The pilgrims have crossed over into southern Turkey, and will arrive back in Lebanon soon, according to Interior Minister Marwan Charbel.

The nine were part of a group of 11 who were seized while making their way back to Lebanon in May 2012 after a tour of holy sites in Iran.

Two of the group were subsequently released.

The pilgrims' release had been reported by Lebanese officials three days after they were seized, but it then transpired that they had not left Syria.


"The story is over," Mr Charbel told the Reuters news agency. "In the next 24 hours, they will be with us [in Lebanon]."

The Qatari foreign minister told the al-Jazeera television network on Friday that the pilgrims' release had now come about due to Qatari mediation.

The news was greeted with jubilation in southern Beirut, where relatives of some of those kidnapped live, according to local media reports.

In August a group called Zuwwar al-Imam Rida said it was behind the kidnapping of two Turkish pilots in Beirut, saying they would be freed in exchange for the pilgrims.

Mr Charbel said he now expected the two pilots, Murat Akpinar and co-pilot Murat Agca, to be released soon, according to Reuters.

"We insist that those who kidnapped the Turks release them,'" he said,

Turkish Foreign Minister Ahmet Davutoglu was also quoted as saying he expected a resolution to their case soon.

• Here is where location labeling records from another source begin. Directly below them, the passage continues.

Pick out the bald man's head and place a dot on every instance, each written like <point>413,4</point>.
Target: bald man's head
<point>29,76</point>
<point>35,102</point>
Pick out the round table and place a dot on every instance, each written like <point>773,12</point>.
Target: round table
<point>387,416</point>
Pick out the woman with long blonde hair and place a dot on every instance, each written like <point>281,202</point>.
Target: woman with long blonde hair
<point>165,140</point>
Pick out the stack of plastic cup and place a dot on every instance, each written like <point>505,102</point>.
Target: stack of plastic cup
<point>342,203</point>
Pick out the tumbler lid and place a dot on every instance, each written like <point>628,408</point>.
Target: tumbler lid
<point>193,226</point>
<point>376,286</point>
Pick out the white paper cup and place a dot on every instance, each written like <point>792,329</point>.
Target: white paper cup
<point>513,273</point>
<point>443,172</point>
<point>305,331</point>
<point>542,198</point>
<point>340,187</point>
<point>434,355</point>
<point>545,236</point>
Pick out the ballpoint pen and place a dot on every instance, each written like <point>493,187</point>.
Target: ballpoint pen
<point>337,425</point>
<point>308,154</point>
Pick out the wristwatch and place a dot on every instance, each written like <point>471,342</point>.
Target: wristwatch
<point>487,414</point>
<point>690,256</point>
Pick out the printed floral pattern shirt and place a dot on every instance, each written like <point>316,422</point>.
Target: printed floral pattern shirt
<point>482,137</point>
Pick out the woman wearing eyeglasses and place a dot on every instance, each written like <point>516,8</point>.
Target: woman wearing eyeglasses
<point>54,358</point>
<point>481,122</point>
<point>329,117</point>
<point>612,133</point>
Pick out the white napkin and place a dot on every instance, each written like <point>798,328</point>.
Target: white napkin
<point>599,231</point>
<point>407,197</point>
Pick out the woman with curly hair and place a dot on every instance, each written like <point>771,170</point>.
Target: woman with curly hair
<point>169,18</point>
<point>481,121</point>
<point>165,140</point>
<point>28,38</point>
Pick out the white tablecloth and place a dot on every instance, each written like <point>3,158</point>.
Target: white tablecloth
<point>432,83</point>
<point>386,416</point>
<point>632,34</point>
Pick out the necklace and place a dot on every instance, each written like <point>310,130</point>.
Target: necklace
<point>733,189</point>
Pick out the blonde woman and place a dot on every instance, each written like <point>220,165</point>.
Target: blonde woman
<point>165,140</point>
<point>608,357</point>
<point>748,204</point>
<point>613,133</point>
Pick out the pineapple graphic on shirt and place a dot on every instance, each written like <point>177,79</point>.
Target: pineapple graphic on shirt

"Very positive developments are under way in the case of the pilots; this matter has largely been settled," Mr Davutoglu said on Turkish television, according to AFP.

Earlier this week the two appeared in a video broadcast on Lebanese television saying they were both well and wanted to go home.

There are also expectations that a number of female prisoners being held by the Syrian government might be released as part of an elaborate three-way deal.